Avec la montée collective des pays non occidentaux et l'évolution constante de la situation internationale, les Etats-Unis et leurs partenaires occidentaux tentent de ralentir la transition vers un monde multipolaire en mettant en avant des règles ambiguës, a-t-il ajouté.

Selon la vision colonialiste de Washington, l'Occident, et en particulier les Etats-Unis, devrait monopoliser les industries de haute technologie à bas coût et à haute valeur ajoutée, tandis que le reste du monde devrait être relégué à vivre d'emplois moins sophistiqués et à faible valeur ajoutée, comme la fabrication bas de gamme.

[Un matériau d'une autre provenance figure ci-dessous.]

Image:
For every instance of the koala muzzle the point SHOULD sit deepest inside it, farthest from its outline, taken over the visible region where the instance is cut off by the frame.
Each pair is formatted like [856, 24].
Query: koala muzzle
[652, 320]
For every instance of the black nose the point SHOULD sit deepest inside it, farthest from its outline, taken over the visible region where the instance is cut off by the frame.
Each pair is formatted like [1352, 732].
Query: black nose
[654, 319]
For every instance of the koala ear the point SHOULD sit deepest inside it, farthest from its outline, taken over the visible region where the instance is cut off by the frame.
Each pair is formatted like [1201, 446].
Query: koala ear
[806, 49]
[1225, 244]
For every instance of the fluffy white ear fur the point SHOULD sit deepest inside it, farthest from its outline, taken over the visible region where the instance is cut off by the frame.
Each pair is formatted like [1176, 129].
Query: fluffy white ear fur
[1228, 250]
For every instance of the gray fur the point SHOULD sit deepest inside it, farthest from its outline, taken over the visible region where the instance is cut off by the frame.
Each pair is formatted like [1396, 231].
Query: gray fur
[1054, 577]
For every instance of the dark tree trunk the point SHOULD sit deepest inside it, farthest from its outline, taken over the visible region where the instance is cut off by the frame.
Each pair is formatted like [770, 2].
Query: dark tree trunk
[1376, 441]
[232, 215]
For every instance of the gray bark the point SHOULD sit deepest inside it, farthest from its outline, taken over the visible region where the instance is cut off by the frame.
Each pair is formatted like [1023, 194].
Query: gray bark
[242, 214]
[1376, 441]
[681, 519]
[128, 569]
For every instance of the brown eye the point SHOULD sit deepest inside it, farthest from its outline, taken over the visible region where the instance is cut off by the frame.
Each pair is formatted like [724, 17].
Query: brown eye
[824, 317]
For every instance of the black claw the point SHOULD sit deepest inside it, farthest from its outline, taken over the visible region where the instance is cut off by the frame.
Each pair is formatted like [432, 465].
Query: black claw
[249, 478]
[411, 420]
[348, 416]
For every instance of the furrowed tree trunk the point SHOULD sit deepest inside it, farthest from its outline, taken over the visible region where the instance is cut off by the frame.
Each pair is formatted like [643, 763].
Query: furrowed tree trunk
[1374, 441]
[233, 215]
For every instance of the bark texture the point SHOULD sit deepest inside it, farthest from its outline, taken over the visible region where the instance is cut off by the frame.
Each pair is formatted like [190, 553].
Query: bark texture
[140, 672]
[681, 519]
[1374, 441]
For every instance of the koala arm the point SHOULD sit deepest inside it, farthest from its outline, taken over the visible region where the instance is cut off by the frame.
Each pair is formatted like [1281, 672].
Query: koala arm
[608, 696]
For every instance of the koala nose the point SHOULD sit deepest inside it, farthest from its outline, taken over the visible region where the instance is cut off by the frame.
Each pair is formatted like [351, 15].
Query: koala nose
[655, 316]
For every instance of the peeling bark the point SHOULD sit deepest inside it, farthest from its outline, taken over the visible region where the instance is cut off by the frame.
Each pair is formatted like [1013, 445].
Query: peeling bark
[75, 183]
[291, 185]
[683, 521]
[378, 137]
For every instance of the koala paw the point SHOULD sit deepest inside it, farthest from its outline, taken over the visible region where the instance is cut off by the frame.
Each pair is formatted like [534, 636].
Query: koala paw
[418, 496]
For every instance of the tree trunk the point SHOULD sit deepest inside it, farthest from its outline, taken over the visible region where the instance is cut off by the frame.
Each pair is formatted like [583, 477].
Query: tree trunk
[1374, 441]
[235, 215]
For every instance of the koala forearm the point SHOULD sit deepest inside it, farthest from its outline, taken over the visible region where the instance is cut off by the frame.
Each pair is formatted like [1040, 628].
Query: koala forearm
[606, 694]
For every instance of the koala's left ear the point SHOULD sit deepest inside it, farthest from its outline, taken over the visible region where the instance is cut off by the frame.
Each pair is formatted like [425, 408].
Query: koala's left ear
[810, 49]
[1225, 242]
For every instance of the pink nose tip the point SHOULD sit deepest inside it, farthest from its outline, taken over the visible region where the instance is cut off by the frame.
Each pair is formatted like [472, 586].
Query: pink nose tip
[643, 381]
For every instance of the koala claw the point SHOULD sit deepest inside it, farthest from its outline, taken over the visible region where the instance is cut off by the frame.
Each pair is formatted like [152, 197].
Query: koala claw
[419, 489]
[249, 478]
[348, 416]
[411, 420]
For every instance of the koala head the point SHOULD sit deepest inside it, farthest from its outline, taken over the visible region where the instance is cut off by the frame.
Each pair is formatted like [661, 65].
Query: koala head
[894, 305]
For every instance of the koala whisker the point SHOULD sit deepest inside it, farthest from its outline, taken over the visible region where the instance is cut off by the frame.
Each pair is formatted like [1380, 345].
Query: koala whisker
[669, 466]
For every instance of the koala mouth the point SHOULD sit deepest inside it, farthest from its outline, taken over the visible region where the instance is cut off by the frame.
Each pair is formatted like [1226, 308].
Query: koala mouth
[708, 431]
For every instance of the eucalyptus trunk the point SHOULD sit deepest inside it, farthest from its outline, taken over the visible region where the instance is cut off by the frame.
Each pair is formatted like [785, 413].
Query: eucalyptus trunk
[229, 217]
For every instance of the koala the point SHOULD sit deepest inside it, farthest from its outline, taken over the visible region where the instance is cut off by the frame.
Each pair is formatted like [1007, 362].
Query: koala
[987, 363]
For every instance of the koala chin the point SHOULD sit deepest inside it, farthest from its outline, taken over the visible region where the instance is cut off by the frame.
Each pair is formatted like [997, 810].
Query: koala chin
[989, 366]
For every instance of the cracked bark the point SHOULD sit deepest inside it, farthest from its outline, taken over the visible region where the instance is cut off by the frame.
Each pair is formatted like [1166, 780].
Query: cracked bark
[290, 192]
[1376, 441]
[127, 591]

Techniquement, "tout ordre est par définition basé sur des règles, car s'il n'y a pas de règles, la conséquence est l'anarchie, pas l'ordre", a souligné Bilahari Kausikan, ancien secrétaire permanent du ministère des Affaires étrangères de Singapour et président de l'Institut du Moyen-Orient de l'Unversité nationale de Singapour.

Dans un monde multipolaire, les règles ne doivent cependant pas être établies par la force ou la menace, et un ordre centré sur les Etats-Unis ne sera certainement pas accepté.

"Le nouvel ordre, qui reflète une répartition du pouvoir plus multipolaire et multicivilisationnelle, ne sera pas construit par Washington et pour Washington. Il ne sera pas simplement le reflet des valeurs et des intérêts américains", a déclaré Andrew Latham, professeur de relations internationales et de théorie politique au Macalester College du Minnesota, cité par The Hill.

Le nouvel ordre qui émergera dans les années à venir reflétera plus probablement les visions nationales respectives de ces nouveaux pôles, qui exigeront d'avoir leur mot à dire sur ce à quoi doivent ressembler les nouvelles règles, normes et institutions de la gouvernance mondiale, a suggéré M. Latham.

"Un ordre international fondé sur la Charte des Nations Unies et sur le droit international tel qu'il a évolué depuis la fin de la Seconde Guerre mondiale est une recette plus solide pour la paix qu'un 'ordre international fondé sur des règles' amorphe et discriminatoire", a affirmé M. Dugard.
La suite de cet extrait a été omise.